EMHL explores how advanced experimentation, physics-based modelling and artificial intelligence can work together to accelerate the discovery of next-generation energy materials and high-efficiency devices. By developing hybrid scientific workflows, we aim to deepen physical understanding, improve experimental decision-making, and enable new approaches to materials discovery.

Established in 2026, EMHL is led by Prof. Pietro Caprioglio and is part of the Materials to Devices (M2D) research ecosystem at Eindhoven University of Technology.

TU/e M2D EMHL

Human intuition. Machine intelligence. Scientific discovery.

The complexity of modern energy materials and devices has outgrown the limits of any single experimental technique, computational model, or individual researcher. We believe the next generation of scientific discovery will emerge from hybrid scientific workflows, where human intuition, AI, experiments and physics-based modelling continuously inform one another.

Rather than replacing scientists, AI acts as a scientific partner—connecting multimodal experiments, simulations and physical knowledge to reveal hidden mechanisms, generate new hypotheses and guide the next experiment.

Building hybrid scientific workflows

Our research integrates three complementary methodologies.

Together, these approaches create a continuous cycle in which experiments generate data, models produce understanding, and AI guides the next scientific question.

Advanced experimentation

Developing multimodal experimental methods that, together with physics-based modelling, reveal and predict the behaviour of energy materials and devices.

Scientific AI

Developing AI methods that connect multimodal data, experiments and physics-based modelling to reveal hidden mechanisms and generate deeper scientific insight.

Autonomous discovery

Developing intelligent laboratories that autonomously design, perform and optimise experiments through closed-loop scientific workflows.

Part of the M2D research ecosystem

EMHL is part of the Materials to Optoelectronic Devices (M2D) research ecosystem at Eindhoven University of Technology.

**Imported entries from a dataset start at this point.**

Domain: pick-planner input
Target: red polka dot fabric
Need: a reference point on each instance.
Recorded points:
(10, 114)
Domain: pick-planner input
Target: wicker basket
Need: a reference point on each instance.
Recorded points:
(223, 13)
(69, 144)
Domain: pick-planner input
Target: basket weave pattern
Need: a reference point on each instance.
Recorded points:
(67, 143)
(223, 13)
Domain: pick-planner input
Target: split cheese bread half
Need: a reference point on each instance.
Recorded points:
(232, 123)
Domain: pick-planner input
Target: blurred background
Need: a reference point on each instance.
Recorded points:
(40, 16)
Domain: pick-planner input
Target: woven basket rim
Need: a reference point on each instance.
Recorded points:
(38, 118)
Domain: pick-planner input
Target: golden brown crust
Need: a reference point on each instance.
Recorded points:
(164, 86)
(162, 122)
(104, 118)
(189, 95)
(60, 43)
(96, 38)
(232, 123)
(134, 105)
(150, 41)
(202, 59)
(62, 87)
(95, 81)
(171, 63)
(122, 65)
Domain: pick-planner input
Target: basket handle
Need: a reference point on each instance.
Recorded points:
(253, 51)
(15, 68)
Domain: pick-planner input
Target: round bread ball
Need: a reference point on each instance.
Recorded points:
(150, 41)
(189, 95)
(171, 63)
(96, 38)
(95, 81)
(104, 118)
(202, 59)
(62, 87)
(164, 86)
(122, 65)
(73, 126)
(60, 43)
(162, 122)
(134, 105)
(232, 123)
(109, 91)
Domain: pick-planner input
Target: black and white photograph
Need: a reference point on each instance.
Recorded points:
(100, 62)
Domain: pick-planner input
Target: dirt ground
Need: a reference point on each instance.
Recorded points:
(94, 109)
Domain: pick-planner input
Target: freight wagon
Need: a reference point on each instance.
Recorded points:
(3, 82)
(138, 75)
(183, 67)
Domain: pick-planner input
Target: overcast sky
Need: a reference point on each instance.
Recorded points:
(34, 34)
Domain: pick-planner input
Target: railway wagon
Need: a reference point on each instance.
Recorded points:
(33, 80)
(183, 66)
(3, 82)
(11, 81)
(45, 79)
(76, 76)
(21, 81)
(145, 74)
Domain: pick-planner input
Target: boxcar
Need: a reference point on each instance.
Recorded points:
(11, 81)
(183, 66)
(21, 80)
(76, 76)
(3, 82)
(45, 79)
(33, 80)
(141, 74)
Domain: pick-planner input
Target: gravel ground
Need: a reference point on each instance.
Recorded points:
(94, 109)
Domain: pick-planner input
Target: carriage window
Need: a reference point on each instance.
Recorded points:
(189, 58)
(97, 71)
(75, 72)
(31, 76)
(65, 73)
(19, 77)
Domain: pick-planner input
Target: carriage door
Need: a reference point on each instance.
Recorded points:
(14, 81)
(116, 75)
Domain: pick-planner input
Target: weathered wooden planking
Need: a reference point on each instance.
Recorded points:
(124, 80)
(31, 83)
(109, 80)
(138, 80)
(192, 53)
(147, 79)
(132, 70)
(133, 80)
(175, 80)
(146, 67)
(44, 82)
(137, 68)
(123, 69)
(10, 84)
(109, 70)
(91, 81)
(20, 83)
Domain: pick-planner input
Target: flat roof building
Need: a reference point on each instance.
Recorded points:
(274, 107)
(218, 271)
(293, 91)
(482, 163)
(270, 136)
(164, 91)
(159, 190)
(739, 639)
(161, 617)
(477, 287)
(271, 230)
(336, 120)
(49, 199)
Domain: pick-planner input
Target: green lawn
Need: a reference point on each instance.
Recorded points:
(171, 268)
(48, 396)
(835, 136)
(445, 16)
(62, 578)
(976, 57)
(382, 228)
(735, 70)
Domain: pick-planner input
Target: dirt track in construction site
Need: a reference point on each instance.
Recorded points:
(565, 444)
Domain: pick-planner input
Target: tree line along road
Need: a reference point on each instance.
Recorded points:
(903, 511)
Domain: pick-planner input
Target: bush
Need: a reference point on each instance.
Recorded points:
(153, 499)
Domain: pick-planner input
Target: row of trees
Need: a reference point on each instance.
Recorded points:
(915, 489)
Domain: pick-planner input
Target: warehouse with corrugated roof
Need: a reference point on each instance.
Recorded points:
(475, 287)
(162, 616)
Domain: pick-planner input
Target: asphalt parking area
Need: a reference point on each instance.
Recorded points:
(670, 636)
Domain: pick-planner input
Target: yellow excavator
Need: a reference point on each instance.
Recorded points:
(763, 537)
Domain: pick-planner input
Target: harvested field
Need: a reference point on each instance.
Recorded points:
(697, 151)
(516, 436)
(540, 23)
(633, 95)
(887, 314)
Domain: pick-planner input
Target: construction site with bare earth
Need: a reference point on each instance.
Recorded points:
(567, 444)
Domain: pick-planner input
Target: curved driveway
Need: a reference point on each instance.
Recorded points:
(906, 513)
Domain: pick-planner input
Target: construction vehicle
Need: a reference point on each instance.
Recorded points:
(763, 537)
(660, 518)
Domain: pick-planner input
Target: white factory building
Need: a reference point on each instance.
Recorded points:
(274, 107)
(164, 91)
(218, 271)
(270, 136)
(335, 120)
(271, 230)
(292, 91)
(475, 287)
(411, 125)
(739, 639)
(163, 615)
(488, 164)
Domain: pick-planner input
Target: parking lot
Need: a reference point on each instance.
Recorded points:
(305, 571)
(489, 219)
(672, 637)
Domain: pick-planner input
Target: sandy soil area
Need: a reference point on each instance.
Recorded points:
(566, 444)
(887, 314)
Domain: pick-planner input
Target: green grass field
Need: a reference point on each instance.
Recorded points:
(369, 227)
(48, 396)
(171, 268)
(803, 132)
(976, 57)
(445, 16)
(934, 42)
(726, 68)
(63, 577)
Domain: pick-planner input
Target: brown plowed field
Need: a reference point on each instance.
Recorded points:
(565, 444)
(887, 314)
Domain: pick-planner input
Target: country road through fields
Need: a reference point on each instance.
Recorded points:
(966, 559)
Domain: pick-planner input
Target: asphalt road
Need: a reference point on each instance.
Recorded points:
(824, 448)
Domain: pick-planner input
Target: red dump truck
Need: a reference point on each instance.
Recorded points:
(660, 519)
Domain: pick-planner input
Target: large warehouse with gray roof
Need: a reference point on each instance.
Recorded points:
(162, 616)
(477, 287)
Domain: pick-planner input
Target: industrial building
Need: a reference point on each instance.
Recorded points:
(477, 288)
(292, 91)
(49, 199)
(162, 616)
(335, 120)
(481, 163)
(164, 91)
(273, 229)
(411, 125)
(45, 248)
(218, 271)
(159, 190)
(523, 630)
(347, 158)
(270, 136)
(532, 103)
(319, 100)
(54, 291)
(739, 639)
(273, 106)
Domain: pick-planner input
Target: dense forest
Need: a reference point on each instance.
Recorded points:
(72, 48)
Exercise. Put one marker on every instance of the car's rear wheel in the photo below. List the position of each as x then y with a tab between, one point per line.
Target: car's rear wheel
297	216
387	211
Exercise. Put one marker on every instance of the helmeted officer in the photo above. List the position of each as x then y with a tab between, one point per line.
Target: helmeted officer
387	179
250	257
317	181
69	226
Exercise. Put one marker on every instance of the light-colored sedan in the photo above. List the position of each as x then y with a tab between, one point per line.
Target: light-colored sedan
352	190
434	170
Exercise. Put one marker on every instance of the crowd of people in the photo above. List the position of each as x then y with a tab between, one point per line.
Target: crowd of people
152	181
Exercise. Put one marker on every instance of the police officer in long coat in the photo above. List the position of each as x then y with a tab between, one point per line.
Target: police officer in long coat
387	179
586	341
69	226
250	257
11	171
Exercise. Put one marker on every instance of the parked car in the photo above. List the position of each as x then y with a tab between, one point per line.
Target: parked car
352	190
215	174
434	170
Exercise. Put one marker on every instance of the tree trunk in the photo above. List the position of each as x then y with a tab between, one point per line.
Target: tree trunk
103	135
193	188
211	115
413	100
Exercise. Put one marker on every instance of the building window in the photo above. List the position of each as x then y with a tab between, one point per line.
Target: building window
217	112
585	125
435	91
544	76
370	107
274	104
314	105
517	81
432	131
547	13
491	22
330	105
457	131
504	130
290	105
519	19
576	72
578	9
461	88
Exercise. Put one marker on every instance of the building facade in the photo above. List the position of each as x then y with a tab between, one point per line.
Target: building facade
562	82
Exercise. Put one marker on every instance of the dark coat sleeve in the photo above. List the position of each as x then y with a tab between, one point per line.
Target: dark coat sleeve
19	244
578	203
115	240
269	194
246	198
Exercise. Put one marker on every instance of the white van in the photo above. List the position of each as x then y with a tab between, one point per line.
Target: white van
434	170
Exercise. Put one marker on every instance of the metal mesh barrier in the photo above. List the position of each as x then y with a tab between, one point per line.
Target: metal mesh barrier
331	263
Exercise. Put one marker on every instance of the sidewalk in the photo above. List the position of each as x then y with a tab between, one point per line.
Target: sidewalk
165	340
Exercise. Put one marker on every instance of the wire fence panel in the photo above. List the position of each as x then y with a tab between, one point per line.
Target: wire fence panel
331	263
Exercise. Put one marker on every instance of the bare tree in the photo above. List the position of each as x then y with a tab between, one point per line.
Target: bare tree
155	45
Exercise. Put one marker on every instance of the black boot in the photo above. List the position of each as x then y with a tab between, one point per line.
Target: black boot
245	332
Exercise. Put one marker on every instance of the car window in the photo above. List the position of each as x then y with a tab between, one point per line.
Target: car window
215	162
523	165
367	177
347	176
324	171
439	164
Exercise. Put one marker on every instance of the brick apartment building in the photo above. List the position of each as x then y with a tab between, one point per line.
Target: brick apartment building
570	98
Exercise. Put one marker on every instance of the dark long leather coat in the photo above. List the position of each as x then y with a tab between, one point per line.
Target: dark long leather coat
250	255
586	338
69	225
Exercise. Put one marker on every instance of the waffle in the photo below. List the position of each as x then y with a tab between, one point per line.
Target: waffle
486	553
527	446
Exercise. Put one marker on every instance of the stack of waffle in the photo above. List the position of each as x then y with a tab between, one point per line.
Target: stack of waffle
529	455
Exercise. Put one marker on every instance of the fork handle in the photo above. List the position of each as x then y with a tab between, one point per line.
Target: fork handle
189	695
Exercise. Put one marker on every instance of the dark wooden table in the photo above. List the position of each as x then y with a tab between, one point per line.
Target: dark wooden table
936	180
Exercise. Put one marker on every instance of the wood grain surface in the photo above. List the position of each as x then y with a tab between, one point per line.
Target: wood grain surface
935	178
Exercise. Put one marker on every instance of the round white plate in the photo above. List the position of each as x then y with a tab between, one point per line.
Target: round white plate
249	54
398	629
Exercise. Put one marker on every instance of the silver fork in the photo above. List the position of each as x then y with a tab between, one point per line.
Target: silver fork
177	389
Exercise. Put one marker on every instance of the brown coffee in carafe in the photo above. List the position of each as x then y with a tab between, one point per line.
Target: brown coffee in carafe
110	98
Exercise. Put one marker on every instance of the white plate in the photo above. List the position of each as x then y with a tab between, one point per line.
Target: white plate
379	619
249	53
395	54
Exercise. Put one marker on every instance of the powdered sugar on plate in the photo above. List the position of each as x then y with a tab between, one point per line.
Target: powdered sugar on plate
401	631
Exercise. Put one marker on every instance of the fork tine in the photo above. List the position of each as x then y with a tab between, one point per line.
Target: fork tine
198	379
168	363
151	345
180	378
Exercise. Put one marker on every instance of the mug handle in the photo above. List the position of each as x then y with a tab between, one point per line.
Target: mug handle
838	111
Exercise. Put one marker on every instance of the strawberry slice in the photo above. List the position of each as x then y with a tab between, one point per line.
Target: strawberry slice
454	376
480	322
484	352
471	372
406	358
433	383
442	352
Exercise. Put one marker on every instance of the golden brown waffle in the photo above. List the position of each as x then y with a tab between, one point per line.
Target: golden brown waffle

Led by Prof. Monica Morales-Masis, M2D brings together expertise in materials science, chemistry, physics and device engineering. Within this collaborative environment, EMHL develops hybrid scientific workflows for AI-driven photovoltaic research and materials discovery.

Explore the M2D Research Ecosystem →
TU/e M2D EMHL

Building Better Science Together

We believe that the most impactful scientific discoveries emerge when researchers with different backgrounds, experiences and perspectives come together to solve challenging problems. EMHL is committed to fostering an inclusive, equitable and supportive research environment where every member of the team is encouraged to contribute ideas, challenge assumptions and grow as a scientist.

We strongly encourage applications from women, LGBTQ+ researchers, people with disabilities, and members of other groups currently underrepresented in physics, materials science and artificial intelligence. By building a diverse research community, we aim to create better science through collaboration, openness and mutual respect.